"""Core implementation of the DataFiller imputer."""
from typing import Iterable, Union
import numpy as np
import pandas as pd
from pandas.api.types import is_bool_dtype, is_float_dtype, is_integer_dtype, is_object_dtype, is_string_dtype
from sklearn.base import BaseEstimator, ClassifierMixin, RegressorMixin, TransformerMixin
from sklearn.tree import DecisionTreeClassifier
from tqdm.auto import tqdm
from .._optimask import optimask
from ..estimators.ridge import FastRidge
from ._numba_utils import (
_imputable_rows,
_index_to_mask,
_mask_index_to_impute,
_subset,
_subset_one_column,
_trainable_rows,
nan_positions,
nan_positions_subset,
nan_positions_subset_cols,
unique2d,
)
from ._scoring import scoring
from ._utils import (
_dataframe_cols_to_impute_to_indices,
_dataframe_rows_to_impute_to_indices,
_process_to_impute,
_validate_input,
)
[docs]
class MultivariateImputer(BaseEstimator, TransformerMixin):
"""Imputes missing values in a 2D numpy array.
This class uses a model-based approach to fill in missing values, where
each feature with missing values is predicted using other features in the
dataset. It is designed to be efficient, using Numba for critical parts
and finding optimal data subsets for model training. When a pandas
DataFrame contains categorical, string, or boolean columns, they are
one-hot encoded internally and imputed with a classifier before returning
the original column layout.
Args:
regressor (RegressorMixin, optional): A scikit-learn compatible
regressor. It should be a lightweight model, as it is fitted many
times. By default, a custom Ridge implementation is used.
classifier (ClassifierMixin, optional): A scikit-learn compatible
classifier used for categorical and string targets. Defaults to
``DecisionTreeClassifier(max_depth=4, random_state=rng)``.
verbose (int, optional): The verbosity level. Defaults to 0.
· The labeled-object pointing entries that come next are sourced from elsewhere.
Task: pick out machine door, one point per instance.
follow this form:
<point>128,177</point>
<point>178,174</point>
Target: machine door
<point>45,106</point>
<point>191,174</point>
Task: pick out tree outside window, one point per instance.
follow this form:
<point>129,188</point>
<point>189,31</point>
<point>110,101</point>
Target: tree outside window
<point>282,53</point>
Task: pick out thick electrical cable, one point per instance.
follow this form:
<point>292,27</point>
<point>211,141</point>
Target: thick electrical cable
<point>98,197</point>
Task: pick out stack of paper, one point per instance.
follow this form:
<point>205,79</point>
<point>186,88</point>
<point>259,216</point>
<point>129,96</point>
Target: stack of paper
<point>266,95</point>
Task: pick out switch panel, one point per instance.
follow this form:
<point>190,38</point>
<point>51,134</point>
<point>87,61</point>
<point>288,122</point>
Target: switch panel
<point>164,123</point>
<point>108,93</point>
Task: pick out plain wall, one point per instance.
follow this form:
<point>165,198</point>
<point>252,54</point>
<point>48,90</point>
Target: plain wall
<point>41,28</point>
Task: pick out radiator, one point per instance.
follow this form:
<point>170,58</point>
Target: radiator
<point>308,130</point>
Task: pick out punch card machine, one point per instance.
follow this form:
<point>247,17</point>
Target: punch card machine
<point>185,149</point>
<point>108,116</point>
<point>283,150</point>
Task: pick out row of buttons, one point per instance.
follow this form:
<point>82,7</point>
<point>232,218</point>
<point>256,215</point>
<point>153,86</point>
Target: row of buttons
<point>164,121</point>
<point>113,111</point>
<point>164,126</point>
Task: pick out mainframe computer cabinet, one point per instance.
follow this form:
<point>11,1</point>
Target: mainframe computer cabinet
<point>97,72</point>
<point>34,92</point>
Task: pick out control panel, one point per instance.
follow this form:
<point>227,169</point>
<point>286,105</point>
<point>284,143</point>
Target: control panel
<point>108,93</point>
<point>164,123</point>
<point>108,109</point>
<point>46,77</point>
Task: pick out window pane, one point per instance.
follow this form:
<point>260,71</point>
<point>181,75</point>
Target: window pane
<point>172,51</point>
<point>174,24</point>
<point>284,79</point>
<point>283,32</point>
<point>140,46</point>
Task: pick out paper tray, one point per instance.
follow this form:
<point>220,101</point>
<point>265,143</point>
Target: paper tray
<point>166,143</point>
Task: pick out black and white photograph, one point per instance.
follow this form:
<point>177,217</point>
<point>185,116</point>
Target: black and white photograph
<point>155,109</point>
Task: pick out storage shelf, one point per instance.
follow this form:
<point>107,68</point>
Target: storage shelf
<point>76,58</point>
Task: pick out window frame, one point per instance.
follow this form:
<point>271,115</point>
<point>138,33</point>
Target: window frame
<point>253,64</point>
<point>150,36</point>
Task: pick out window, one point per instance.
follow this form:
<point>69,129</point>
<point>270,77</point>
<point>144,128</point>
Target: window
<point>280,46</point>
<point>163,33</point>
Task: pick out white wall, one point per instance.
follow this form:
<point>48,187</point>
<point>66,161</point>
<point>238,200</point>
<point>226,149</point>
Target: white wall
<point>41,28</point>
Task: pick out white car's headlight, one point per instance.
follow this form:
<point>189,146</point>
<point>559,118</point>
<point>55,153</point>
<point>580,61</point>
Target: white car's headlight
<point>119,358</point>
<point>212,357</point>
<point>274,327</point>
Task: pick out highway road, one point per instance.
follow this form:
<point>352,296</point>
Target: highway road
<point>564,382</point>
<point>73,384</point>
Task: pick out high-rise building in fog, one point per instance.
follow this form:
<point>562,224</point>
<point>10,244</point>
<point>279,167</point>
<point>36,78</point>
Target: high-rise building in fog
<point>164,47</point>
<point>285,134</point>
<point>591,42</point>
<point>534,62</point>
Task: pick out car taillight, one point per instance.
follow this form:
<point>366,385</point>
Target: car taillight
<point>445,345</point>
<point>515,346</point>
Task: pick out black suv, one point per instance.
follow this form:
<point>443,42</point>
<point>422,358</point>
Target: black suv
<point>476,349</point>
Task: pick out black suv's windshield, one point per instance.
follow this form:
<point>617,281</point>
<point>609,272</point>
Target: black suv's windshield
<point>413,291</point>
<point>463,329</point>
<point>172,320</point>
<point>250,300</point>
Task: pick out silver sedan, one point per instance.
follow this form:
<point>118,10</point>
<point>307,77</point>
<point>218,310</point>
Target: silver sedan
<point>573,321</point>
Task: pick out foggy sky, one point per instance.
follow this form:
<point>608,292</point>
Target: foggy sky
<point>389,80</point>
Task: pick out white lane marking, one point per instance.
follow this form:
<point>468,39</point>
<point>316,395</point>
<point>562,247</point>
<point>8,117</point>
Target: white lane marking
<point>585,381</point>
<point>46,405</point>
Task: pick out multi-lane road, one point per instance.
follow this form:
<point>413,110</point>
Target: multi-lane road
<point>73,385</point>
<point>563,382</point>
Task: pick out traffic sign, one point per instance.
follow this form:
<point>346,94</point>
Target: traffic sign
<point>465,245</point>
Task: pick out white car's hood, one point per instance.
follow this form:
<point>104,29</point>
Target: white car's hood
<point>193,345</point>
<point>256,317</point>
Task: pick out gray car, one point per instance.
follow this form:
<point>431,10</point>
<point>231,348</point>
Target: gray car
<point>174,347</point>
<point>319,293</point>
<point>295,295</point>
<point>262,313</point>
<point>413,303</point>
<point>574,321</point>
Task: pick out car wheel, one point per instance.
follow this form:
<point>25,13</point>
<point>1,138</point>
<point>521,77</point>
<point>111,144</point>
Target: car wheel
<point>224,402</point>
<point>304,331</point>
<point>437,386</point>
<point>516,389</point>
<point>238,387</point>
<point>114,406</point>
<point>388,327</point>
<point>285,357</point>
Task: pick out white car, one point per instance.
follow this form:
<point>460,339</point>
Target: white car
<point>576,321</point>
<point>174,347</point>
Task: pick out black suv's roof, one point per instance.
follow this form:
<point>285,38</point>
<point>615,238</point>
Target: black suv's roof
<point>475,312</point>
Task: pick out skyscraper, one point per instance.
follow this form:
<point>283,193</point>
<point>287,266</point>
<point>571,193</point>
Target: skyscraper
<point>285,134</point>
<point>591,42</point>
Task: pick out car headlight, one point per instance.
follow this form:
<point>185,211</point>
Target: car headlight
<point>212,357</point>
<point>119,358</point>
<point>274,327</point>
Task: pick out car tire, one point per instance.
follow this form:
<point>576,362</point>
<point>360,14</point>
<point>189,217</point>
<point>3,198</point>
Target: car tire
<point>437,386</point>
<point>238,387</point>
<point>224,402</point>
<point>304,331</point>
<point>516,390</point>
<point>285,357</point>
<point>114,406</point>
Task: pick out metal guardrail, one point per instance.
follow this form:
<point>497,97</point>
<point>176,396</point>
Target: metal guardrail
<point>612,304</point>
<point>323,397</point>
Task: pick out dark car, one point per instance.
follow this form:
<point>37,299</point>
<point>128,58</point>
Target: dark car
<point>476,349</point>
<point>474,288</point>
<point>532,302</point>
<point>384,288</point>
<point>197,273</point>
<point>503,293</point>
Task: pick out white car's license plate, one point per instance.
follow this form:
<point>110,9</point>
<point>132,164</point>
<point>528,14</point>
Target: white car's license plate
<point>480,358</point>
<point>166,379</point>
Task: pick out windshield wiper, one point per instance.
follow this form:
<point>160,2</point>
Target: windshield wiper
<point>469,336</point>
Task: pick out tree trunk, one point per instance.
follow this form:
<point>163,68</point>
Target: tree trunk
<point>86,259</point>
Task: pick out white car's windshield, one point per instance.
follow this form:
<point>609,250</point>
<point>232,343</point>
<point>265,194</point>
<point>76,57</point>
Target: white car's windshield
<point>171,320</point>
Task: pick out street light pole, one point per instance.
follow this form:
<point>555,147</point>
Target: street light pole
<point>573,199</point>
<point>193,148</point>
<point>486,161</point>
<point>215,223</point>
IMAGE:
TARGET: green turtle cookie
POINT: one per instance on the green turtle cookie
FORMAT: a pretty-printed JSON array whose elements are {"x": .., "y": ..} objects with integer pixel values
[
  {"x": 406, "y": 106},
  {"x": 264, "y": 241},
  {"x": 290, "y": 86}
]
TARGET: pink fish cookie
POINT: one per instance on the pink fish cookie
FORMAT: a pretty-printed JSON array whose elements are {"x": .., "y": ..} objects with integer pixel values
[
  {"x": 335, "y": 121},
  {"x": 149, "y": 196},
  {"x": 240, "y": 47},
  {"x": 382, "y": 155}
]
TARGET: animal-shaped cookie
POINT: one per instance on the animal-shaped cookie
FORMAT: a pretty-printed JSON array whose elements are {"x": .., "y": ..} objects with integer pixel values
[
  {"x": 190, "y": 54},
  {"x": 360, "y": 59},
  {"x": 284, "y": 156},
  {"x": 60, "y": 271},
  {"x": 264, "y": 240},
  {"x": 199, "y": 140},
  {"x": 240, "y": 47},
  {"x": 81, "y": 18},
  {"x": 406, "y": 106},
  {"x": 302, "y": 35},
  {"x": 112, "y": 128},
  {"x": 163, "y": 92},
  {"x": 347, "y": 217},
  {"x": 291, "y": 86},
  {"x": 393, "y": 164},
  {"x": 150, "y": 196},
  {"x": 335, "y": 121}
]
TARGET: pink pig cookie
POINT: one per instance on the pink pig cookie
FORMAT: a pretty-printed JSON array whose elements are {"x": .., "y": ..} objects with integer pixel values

min_samples_train (int, optional): The minimum number of samples
required to train a model. If, after the imputation, some values
are still missing, it is likely that no training set with at least
`min_samples_train` samples could be found. Defaults to `None`,
which means that a model will be trained if at least one sample
is available.
rng (int, optional): A seed for the random number generator. This is
used for reproducible feature sampling when `n_nearest_features`
is not None, and for the default categorical classifier when one
is not provided. Defaults to None.
scoring (str or callable, optional): The scoring function to use for
feature selection.
If 'default', the default scoring function is used.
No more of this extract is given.